BC Liberal leader Andrew Wilkinson says the province is being forced into a general election in a "cynical" move by the NDP.
NDP Leader John Horgan announced Monday that British Columbians would be heading to the polls on Oct. 24, sparking sharp and immediate backlash from both the Greens and the Liberals.
"The only reason for this general election is to try to secure the jobs of the NDP," Wilkinson said.
"Think about why we're having this election. It's not necessary. The goal for the NDP is to secure their own employment."
Wilkinson blasted the NDP for calling the election as the province continues to deal with the COVID-19 pandemic.
"The decision by John Horgan and the NDP to call this election at this time is not just irresponsible. It's just plain wrong," Wilkinson said.
He echoed similar comments from B.C. Green Party leader Sonia Furstenau, who says she plans to hold Horgan accountable for the decision.
"Let's be clear, this is about him and his party putting their fortunes ahead of British Columbians at a time when people are worried about their jobs, their financial security, their children and their health," she said.

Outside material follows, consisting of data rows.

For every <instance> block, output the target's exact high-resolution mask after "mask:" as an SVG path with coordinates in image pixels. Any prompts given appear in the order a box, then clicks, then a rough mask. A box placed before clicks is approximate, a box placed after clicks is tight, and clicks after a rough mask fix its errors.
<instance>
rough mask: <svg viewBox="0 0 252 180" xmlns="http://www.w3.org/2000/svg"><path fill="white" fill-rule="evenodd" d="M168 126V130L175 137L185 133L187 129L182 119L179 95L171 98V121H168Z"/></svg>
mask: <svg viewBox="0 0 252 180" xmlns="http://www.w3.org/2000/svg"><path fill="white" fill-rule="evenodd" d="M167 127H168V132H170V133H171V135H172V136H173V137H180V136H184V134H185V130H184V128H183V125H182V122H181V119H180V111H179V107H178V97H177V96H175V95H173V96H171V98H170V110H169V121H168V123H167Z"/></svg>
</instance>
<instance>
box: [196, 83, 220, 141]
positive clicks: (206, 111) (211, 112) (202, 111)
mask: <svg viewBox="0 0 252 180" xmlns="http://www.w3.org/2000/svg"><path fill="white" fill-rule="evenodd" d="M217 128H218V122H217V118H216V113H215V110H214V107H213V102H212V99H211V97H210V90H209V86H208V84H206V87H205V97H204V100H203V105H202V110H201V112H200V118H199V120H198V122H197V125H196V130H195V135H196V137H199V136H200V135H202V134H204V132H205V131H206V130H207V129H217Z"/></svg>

Horgan has insisted that during the pandemic, it's important for British Columbians to have stability, and he says he "struggled mightily" with the decision to hold an election.

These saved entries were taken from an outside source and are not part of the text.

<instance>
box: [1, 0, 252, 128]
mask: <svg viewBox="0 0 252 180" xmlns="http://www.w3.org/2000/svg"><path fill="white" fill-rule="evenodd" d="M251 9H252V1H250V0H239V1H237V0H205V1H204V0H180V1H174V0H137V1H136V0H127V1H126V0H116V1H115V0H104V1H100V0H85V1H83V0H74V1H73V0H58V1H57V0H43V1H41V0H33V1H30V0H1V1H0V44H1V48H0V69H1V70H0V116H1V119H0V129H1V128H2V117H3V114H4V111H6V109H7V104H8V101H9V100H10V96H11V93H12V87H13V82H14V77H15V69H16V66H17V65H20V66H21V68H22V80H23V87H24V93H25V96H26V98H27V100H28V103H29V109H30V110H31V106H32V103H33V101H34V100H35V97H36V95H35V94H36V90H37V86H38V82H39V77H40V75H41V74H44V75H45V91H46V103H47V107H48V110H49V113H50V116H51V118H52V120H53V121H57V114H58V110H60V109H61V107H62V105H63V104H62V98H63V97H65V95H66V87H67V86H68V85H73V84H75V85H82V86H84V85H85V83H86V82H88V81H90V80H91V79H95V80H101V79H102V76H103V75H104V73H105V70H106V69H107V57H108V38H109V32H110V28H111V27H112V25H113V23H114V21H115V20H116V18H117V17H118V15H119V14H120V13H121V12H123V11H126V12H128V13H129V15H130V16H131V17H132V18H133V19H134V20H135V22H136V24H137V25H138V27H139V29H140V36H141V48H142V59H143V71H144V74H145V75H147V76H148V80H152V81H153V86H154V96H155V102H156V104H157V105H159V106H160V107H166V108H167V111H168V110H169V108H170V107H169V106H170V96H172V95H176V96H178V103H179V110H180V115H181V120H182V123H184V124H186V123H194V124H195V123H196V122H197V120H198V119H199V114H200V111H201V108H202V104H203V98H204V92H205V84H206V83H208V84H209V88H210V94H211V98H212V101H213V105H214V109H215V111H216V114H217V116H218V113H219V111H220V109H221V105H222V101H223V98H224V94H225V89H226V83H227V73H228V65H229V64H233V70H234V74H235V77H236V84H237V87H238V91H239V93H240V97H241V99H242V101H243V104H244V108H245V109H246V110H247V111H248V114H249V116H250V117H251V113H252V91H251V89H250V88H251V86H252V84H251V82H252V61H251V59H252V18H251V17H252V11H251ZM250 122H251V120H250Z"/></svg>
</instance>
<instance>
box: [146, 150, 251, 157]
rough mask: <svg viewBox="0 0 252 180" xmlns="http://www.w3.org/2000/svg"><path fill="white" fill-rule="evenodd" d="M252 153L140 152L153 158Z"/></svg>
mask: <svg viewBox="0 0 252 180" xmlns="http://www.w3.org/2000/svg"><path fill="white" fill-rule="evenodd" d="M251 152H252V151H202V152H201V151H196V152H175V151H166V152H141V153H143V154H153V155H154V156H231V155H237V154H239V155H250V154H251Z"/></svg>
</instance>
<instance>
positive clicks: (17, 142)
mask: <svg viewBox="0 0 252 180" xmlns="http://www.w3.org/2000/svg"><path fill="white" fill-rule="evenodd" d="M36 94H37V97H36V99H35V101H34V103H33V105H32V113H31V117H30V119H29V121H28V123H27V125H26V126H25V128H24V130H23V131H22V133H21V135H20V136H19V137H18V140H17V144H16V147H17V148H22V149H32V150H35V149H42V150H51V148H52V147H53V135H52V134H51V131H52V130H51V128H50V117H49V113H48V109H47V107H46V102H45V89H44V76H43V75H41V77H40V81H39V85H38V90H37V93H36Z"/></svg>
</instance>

"We do not need the cynical, self-serving, selfish move by the NDP to trigger an election right now," Wilkinson said.
When asked whether he was concerned about name recognition, Wilkinson said he had confidence in British Columbians taking the time to research each party's platforms and examine their values.

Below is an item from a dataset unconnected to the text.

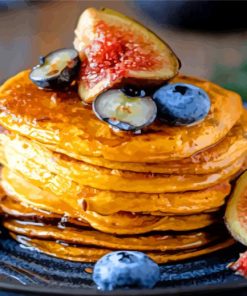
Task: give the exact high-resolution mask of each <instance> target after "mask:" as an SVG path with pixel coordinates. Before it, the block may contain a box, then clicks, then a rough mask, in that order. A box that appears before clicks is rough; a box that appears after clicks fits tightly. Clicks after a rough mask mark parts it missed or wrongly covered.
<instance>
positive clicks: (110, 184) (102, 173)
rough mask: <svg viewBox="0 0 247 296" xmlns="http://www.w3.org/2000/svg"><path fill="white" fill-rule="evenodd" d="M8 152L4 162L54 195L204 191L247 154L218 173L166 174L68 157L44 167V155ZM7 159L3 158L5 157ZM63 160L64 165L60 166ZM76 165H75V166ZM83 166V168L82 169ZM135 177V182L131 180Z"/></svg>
mask: <svg viewBox="0 0 247 296" xmlns="http://www.w3.org/2000/svg"><path fill="white" fill-rule="evenodd" d="M7 149H8V150H9V151H12V152H11V153H8V150H7V152H6V153H5V155H4V156H5V160H6V162H5V165H6V166H8V167H9V168H11V169H13V170H15V171H17V172H19V173H21V174H22V175H24V176H26V177H27V178H28V179H30V180H32V182H33V183H35V184H37V185H39V183H41V184H42V183H43V184H44V185H43V186H46V187H47V188H49V189H50V190H52V191H53V192H54V193H55V194H58V195H62V194H64V195H66V194H67V193H68V192H70V193H72V192H73V194H78V193H79V192H81V191H83V187H84V186H89V187H92V188H96V189H102V190H113V191H124V192H140V193H168V192H184V191H189V190H191V191H193V190H201V189H205V188H207V187H211V186H213V185H216V184H218V183H220V182H222V181H225V180H227V179H229V178H231V177H232V176H234V175H235V174H236V173H237V172H238V171H239V170H240V169H241V167H242V165H243V163H244V161H245V157H244V158H243V157H241V158H240V159H237V160H236V161H235V163H233V164H232V165H230V166H229V167H226V168H224V169H223V170H221V171H219V172H215V173H212V174H208V175H166V174H151V173H134V172H128V171H116V170H109V169H104V168H99V167H93V166H88V165H86V168H85V165H84V164H79V165H78V163H76V164H77V165H78V167H75V169H73V166H71V164H70V163H69V162H67V160H64V161H61V162H60V161H56V158H55V161H52V162H49V163H48V162H47V161H49V159H48V158H46V160H47V161H46V162H45V163H47V165H46V166H45V165H44V163H43V161H42V158H40V163H37V162H38V160H39V159H36V161H35V160H33V156H32V155H29V154H27V155H22V154H19V153H14V152H13V149H10V148H7ZM3 161H4V160H3ZM60 163H61V165H60ZM76 164H75V165H76ZM80 168H81V169H80ZM131 180H135V182H131Z"/></svg>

"I'm confident that the word will get out and I will get to know a lot more British Columbians, and they will get to know me," he said.
Just hours into the campaign, Wilkinson was asked about whether he would step down if the NDP wins a majority. Though he didn't give a direct answer, he said, in part, "You shouldn't do this job unless you're an optimist."
The Liberal leader also slammed Horgan for calling an election a year early, and breaking the confidence and supply agreement that allowed the NDP to form a minority government with support from the Greens in 2017.
"We all have to wonder about the current premier, who has an ironclad deal with the Green Party to govern for another 13 months," he said.